In affluent Japan millions of tons of still-edible food waste are thrown away each year, evoking a sense of guilt for many. According to the agriculture ministry, 6.46 million tons of untouched food were discarded in 2015.
Entrepreneurs are now looking to use technology to tackle the issue, launching new online services that link restaurants with consumers wishing to buy food that would otherwise be discarded, for a much lower price.
Sosuke Uemura is president of Shifft Inc., which launched the Reduce Go smartphone app service on April 5. He believes the business should be driven by economic benefits, not just by the goodwill of the parties involved.
“Some people may be particularly conscious (of food loss) issues, but I don’t think the majority of people would bother to pick up food from a nearby restaurant just because they want to reduce food loss,” said Uemura.
“I wanted to create a system where we can cater to other motivations (such as seeking economic benefits) while also reducing food waste,” he said.
For that reason, the Reduce Go app is designed to offer registered users economic benefits, allowing them to pick up food directly up to two times a day from restaurants and food outlets for a monthly fee of ¥1,980.
Using a smartphone, users can check what food they can take on a given day.

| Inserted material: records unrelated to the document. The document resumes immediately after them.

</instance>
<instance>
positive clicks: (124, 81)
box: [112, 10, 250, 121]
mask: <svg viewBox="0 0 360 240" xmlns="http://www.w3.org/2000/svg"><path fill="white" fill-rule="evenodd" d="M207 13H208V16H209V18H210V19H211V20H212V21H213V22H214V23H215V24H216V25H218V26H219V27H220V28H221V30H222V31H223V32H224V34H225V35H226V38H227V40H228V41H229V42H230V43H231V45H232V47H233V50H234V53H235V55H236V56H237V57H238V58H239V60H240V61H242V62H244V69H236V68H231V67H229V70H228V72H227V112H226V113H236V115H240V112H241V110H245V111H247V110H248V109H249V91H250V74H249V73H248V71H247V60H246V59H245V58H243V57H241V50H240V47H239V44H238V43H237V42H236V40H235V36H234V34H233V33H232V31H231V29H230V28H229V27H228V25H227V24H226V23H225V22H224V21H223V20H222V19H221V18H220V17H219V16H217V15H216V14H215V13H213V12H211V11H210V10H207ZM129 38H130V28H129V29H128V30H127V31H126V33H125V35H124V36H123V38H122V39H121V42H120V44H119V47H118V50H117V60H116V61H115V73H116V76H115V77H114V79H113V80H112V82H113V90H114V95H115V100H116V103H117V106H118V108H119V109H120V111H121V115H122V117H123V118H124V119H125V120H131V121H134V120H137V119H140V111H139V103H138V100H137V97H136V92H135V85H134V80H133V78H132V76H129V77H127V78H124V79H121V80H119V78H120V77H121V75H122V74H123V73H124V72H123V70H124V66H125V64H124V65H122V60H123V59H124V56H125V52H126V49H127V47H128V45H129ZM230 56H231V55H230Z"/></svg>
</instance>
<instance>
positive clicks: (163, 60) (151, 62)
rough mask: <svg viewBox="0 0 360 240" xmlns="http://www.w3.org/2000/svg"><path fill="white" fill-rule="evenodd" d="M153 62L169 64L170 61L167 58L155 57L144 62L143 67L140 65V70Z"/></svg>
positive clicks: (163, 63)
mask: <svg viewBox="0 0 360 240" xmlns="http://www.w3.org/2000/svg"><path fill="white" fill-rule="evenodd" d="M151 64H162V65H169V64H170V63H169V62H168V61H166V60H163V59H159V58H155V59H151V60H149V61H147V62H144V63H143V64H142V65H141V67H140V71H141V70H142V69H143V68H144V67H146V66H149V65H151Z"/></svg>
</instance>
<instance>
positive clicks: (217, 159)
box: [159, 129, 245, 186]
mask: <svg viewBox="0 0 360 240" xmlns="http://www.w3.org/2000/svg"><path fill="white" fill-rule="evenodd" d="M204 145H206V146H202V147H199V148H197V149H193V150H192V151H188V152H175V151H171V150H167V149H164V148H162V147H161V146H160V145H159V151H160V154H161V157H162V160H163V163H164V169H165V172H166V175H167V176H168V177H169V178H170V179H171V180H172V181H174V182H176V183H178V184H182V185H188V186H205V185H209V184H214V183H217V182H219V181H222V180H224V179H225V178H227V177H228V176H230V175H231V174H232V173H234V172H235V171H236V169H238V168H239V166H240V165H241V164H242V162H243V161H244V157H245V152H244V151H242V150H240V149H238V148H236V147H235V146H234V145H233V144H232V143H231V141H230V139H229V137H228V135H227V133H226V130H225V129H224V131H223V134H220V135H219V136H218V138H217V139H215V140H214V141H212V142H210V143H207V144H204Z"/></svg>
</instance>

Take-away meals available may include pizza, ramen, bento, curry with rice, and various breads.
Approximately 25,000 users have already signed up for the free version of the app, and 32 restaurants, bars and shops in Tokyo and its nearby areas have signed on to the food giveaway.
CoCooking Inc., a Tokyo-based food service led by President Kazuma Kawagoe, is another firm that has recently launched an online marketplace that links food establishments and consumers.

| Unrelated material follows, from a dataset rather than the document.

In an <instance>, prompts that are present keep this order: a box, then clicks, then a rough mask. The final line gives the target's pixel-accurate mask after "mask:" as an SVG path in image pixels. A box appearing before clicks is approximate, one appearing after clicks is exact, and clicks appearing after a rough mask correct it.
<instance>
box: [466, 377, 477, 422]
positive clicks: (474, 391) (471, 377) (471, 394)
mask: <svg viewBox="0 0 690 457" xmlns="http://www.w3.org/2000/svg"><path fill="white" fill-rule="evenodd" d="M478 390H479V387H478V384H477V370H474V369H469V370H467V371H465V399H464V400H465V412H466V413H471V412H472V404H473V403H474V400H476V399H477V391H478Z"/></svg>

At its Tabete website, consumers can buy meals and food products that would otherwise be thrown away.
The menu for the day may include chicken with rice, Thai-style fried rice, and Vietnamese fresh spring rolls, all sold at a heavily discounted price.

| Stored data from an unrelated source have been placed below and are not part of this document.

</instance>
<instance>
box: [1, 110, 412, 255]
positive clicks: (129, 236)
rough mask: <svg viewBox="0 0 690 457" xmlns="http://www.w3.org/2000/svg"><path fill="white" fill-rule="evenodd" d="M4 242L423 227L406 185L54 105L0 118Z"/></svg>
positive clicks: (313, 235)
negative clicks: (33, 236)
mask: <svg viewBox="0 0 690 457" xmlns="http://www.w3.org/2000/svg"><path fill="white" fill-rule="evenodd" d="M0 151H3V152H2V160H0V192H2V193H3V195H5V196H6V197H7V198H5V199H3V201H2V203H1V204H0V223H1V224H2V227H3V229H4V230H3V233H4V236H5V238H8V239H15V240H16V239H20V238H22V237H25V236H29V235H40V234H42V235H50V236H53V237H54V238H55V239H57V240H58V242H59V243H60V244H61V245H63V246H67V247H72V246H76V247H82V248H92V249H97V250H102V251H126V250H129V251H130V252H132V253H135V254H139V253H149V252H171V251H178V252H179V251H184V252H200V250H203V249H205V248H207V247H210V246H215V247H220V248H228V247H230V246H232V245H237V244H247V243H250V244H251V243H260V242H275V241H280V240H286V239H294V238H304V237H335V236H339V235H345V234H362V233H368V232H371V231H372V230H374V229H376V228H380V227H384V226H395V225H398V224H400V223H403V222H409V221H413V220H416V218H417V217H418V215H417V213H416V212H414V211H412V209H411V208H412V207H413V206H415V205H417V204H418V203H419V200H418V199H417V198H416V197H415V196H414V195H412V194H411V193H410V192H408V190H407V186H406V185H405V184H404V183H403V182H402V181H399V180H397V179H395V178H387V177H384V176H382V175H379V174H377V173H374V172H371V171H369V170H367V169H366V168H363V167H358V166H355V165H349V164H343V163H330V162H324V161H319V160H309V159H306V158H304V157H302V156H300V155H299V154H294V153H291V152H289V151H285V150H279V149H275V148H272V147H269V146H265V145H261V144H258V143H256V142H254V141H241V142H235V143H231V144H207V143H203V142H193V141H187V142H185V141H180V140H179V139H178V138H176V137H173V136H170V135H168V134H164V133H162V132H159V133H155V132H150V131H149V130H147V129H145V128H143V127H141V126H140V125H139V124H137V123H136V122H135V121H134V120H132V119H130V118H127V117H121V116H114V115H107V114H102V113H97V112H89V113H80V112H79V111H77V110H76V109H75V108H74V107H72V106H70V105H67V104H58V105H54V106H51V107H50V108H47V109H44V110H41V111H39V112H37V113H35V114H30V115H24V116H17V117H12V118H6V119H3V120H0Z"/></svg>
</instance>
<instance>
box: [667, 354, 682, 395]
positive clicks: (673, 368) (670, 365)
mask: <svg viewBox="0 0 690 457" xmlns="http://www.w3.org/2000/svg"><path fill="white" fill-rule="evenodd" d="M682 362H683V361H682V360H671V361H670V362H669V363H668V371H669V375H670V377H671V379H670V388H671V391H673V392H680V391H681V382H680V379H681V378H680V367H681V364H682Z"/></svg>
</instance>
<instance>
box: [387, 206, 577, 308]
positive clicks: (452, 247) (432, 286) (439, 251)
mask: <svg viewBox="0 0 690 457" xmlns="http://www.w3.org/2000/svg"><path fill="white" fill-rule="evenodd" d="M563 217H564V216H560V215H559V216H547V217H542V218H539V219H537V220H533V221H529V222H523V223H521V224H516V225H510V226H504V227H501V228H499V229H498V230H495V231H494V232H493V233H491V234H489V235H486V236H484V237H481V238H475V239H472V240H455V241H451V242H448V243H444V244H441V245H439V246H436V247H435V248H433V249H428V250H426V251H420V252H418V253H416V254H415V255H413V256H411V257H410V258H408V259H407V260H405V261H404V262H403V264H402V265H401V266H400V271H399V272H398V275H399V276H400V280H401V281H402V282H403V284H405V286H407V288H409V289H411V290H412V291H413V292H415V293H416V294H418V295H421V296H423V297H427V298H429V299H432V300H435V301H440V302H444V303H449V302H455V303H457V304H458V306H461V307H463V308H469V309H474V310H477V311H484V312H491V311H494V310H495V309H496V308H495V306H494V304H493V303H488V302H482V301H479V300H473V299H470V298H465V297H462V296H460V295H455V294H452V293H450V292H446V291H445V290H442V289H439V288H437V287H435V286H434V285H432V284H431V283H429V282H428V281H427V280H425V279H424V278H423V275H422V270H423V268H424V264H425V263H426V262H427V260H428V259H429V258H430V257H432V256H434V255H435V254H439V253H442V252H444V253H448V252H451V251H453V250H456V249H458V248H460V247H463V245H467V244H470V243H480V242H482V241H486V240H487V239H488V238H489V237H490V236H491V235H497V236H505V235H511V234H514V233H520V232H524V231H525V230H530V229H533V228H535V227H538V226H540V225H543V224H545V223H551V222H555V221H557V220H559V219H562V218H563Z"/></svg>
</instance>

Users are asked to collect the food at restaurants or shops, all located in Tokyo.
Kawagoe once worked as a cook at a restaurant, so he has seen the vast amounts of food that are often thrown away. That’s why he felt obliged to launch a business to reduce food loss, he said in an interview with The Japan Times.
Kawagoe recalled that many customers — in some cases dozens — didn’t show up after making a reservation.
Sometimes, “everyone just exchanged business cards and went home without even touching the food we served. It happened all the time,” he said.
“Food loss is a necessary evil of capitalism … I think the best solution is to create a social movement against food waste,” Kawagoe said.
Kawagoe hopes his platform will raise awareness of food waste and ignite the social momentum needed to instigate bigger changes to the food industry.
“I hope users will have a moment of reflection when they open their fridge after buying food about to go to waste on Tabete, a moment when they think — ‘I just saved some food from a restaurant, but have I been doing enough to reduce my own waste?’ ” he said.
Some restaurants and shops contacted by The Japan Times welcomed emerging services like Reduce Go and Tabete.
“Things beyond our control — such as changes in the weather or temperature — have a huge impact on the number of our customers, so it’s very hard to predict how much we should bake on a given day,” said Koji Yokota, of Boulangerie a la Demande, a bakery in Tokyo that has signed up to Reduce Go.
“I always wanted to do something about excess bread at my bakery … so there was no reason not to sign up to a program that was designed to solve that problem. We’re really happy that all of the perfectly edible food that we would discard, now won’t go to waste,” he added.
Such food loss initiatives are “a great way to acquire new customers too,” said Akio Ueda, manager of Tavola 310, an Italian bistro in Tokyo. He has registered with Tabete.
Both Reduce Go and Tabete launched last month, and the level of success they achieve as businesses remains to be seen.
But Rumi Ide, an expert on food waste, praised the initiatives and similar social businesses, saying they may create a sustainable system that counters food waste.
She pointed out that organizations based purely on donations often find themselves without the funds and resources needed to sustain their activities.
She also argued that a much more fundamental change is needed for restaurants and grocery stores.
“The restaurant industry has a belief that missing out on an opportunity to sell their products is bad for business. But that’s what creates food loss,” she said.
“To create more than we need has become the norm. … We need to ask the question: do we really need to produce this much?”